Reputation: 11
First let me clarify that here "sparse PCA" means PCA with L1 penalty and sparse loadings, not PCA on sparse matrix.
I've read the paper on sparse PCA by Zou and Hastie, I've read the documentation on sklearn.decomposition.SparsePCA, and I know how to use PCA, but I can't seem to get the right result from SparsePCA.
Namely, when L1 penalty is 0, the result from SparsePCA is supposed to agree with PCA, but the loadings differ quite a lot. To make sure that I didn't mess up any hyperparameters, I used the same hyperparameters (convergence tolerance, maximum iterations, ridge penalty, lasso penalty...) in R with 'spca' from 'elasticnet', and R gave me the correct result. I'd rather not have to go through the source code of SparsePCA if anyone has experience using this function and could let me know if I made any mistakes.

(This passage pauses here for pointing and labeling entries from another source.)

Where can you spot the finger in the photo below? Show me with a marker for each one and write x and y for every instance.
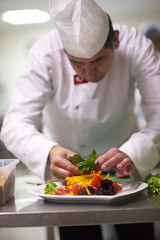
(113, 161)
(61, 173)
(106, 156)
(63, 168)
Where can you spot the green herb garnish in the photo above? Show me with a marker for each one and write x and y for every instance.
(154, 183)
(85, 166)
(50, 187)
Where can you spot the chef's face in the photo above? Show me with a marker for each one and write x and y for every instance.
(95, 68)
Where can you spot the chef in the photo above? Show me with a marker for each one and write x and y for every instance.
(152, 31)
(79, 82)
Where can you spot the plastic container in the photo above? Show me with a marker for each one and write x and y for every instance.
(7, 179)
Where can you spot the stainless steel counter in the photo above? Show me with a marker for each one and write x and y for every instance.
(28, 210)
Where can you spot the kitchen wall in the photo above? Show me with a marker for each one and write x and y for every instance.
(15, 41)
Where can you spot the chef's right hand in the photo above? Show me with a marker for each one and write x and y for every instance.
(60, 165)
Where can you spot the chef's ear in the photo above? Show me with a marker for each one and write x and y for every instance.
(115, 40)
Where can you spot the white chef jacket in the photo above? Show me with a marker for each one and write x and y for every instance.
(86, 116)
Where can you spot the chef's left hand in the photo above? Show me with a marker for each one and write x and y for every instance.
(116, 159)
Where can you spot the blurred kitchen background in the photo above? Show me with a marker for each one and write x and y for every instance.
(16, 40)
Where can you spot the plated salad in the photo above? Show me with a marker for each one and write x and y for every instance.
(90, 182)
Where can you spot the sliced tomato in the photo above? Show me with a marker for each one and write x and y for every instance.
(77, 189)
(116, 185)
(62, 190)
(118, 175)
(96, 181)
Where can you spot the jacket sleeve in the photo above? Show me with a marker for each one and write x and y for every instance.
(144, 146)
(20, 131)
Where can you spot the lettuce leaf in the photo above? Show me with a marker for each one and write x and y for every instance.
(85, 166)
(50, 187)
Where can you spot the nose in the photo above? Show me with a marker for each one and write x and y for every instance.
(89, 69)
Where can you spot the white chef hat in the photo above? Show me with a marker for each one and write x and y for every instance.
(150, 30)
(82, 25)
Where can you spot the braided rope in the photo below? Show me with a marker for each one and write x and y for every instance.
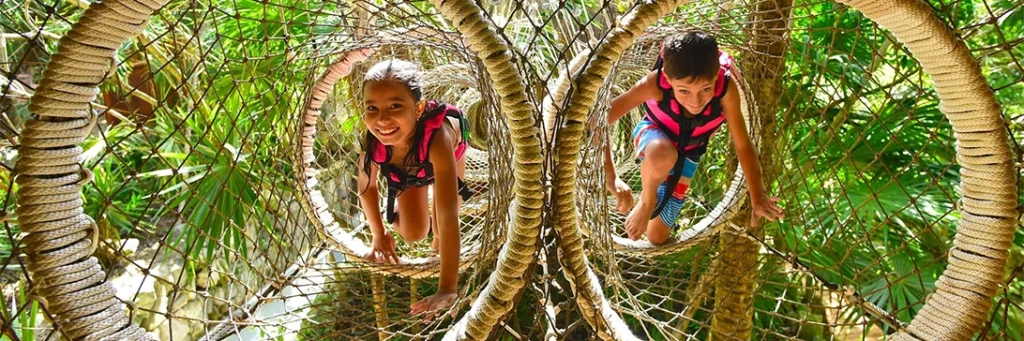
(518, 253)
(61, 239)
(963, 295)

Below is how I generated my dataset. It's a bit convoluted because I wanted a specific Markov Decision Process to test some reinforcement learning algorithms. Just treat it as some non-sparse dataset.
import numpy as np
from sklearn.decomposition import PCA, SparsePCA
import numpy.random as nr
def transform(data, TranType=None):
if TranType == 'quad':
data = np.minimum(np.square(data), 3)
if TranType == 'cubic':
data = np.maximum(np.minimum(np.power(data, 3), 3), -3)
if TranType == 'exp':
data = np.minimum(np.exp(data), 3)
if TranType == 'abslog':
data = np.minimum(np.log(abs(data)), 3)
return data
def NewStateGen(OldS, A, TranType, m=0, sd=0.5, nsd=0.1, dim=64):
# dim needs to be a multiple of 4, and preferably a multiple of 16.

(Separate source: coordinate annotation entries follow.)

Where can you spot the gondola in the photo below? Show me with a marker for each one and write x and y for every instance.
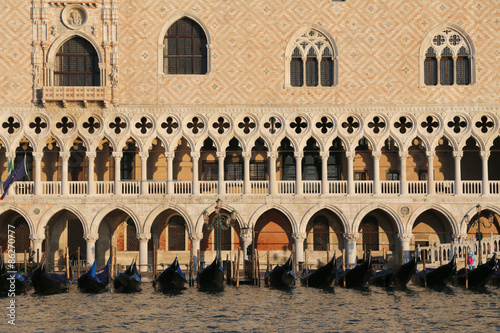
(49, 283)
(397, 279)
(281, 277)
(170, 279)
(212, 277)
(94, 282)
(20, 282)
(357, 277)
(436, 278)
(128, 281)
(479, 277)
(322, 277)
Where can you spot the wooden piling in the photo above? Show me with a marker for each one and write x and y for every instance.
(238, 268)
(67, 263)
(425, 273)
(78, 261)
(466, 273)
(198, 270)
(343, 267)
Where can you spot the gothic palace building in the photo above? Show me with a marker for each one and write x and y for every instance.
(327, 125)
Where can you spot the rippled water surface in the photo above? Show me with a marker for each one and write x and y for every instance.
(254, 309)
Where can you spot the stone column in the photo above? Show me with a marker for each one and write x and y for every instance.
(170, 172)
(91, 239)
(376, 172)
(350, 249)
(403, 183)
(272, 156)
(118, 186)
(457, 155)
(196, 178)
(221, 156)
(143, 251)
(350, 172)
(299, 238)
(405, 246)
(195, 245)
(11, 155)
(37, 246)
(246, 173)
(430, 172)
(299, 188)
(64, 172)
(324, 172)
(485, 155)
(144, 172)
(246, 239)
(91, 182)
(37, 156)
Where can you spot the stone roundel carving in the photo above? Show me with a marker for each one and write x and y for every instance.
(74, 16)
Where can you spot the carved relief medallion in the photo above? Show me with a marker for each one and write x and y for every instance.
(74, 16)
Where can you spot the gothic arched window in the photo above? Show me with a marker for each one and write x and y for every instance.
(77, 64)
(312, 61)
(448, 58)
(185, 48)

assert (dim == len(OldS) and dim % 4 == 0)
TrueDim = dim / 4
NewS = np.zeros(dim)
# Generate new state according to action
if A == 0:
NewS[range(0, dim, 4)] = transform(OldS[0:TrueDim], TranType) + \
nr.normal(scale=nsd, size=TrueDim)
NewS[range(1, dim, 4)] = transform(OldS[0:TrueDim], TranType) + \
nr.normal(scale=nsd, size=TrueDim)
NewS[range(2, dim, 4)] = nr.normal(m, sd, size=TrueDim)
NewS[range(3, dim, 4)] = nr.normal(m, sd, size=TrueDim)

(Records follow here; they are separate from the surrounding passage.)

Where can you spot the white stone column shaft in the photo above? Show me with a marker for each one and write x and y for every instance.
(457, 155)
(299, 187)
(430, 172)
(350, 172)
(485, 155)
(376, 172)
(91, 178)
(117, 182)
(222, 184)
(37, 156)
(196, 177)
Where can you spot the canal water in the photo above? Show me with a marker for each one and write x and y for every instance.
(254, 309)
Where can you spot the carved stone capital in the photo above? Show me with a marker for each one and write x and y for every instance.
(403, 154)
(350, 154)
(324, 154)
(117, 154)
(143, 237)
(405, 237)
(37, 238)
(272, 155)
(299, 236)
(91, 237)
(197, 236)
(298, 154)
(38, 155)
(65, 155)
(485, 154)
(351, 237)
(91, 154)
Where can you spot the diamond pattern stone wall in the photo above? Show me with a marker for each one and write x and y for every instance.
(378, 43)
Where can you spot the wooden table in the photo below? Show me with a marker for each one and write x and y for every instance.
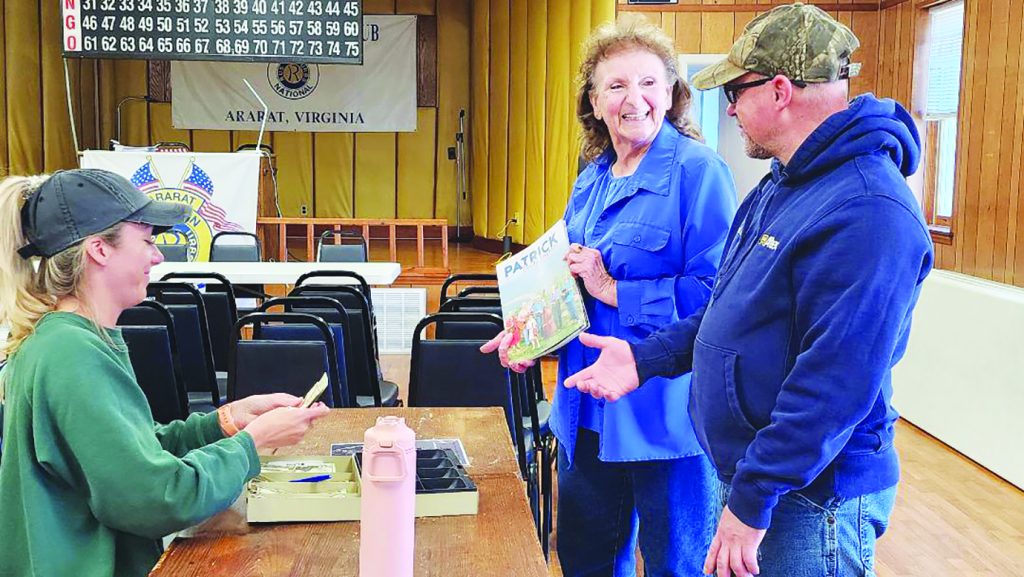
(501, 539)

R = 2 * np.sum(transform(OldS[0:int(np.ceil(dim / 32.0))], TranType)) - \
np.sum(transform(OldS[int(np.ceil(dim / 32.0)):(dim / 16)], TranType)) + \
nr.normal(scale=nsd)
if A == 1:
NewS[range(0, dim, 4)] = nr.normal(m, sd, size=TrueDim)
NewS[range(1, dim, 4)] = nr.normal(m, sd, size=TrueDim)
NewS[range(2, dim, 4)] = transform(OldS[0:TrueDim], TranType) + \
nr.normal(scale=nsd, size=TrueDim)
NewS[range(3, dim, 4)] = transform(OldS[0:TrueDim], TranType) + \
nr.normal(scale=nsd, size=TrueDim)
R = 2 * np.sum(transform(OldS[int(np.floor(dim / 32.0)):(dim / 16)], TranType)) - \
np.sum(transform(OldS[0:int(np.floor(dim / 32.0))], TranType)) + \
nr.normal(scale=nsd)
return NewS, R
def MDPGen(dim=64, rep=1, n=30, T=100, m=0, sd=0.5, nsd=0.1, TranType=None):
X_all = np.zeros(shape=(rep*n*T, dim))
Y_all = np.zeros(shape=(rep*n*T, dim+1))
A_all = np.zeros(rep*n*T)
R_all = np.zeros(rep*n*T)
for j in xrange(rep*n):
# Data for a single subject
X = np.zeros(shape=(T+1, dim))
A = np.zeros(T)
R = np.zeros(T)
NewS = np.zeros(dim)
X[0] = nr.normal(m, sd, size=dim)
for i in xrange(T):
OldS = X[i]
# Pick a random action
A[i] = nr.randint(2)
# Generate new state according to action
X[i+1], R[i] = NewStateGen(OldS, A[i], TranType, m, sd, nsd, dim)
Y = np.concatenate((X[1:(T+1)], R.reshape(T, 1)), axis=1)
X = X[0:T]
X_all[(j*T):((j+1)*T)] = X
Y_all[(j*T):((j+1)*T)] = Y
A_all[(j*T):((j+1)*T)] = A
R_all[(j*T):((j+1)*T)] = R
return {'X': X_all, 'Y': Y_all, 'A': A_all, 'R': R_all, 'rep': rep, 'n': n, 'T': T}
nr.seed(1)
MDP = MDPGen(dim=64, rep=1, n=30, T=90, sd=0.5, nsd=0.1, TranType=None)
X = MDP.get('X').astype(np.float32)
Now I run PCA and SparsePCA. When the lasso penalty, 'alpha', is 0, SparsePCA is supposed to give the same result as PCA, which is not the case. The other hyperparameters are set with the default values from elasticnet in R. If I use the default from SparsePCA the result will still be incorrect.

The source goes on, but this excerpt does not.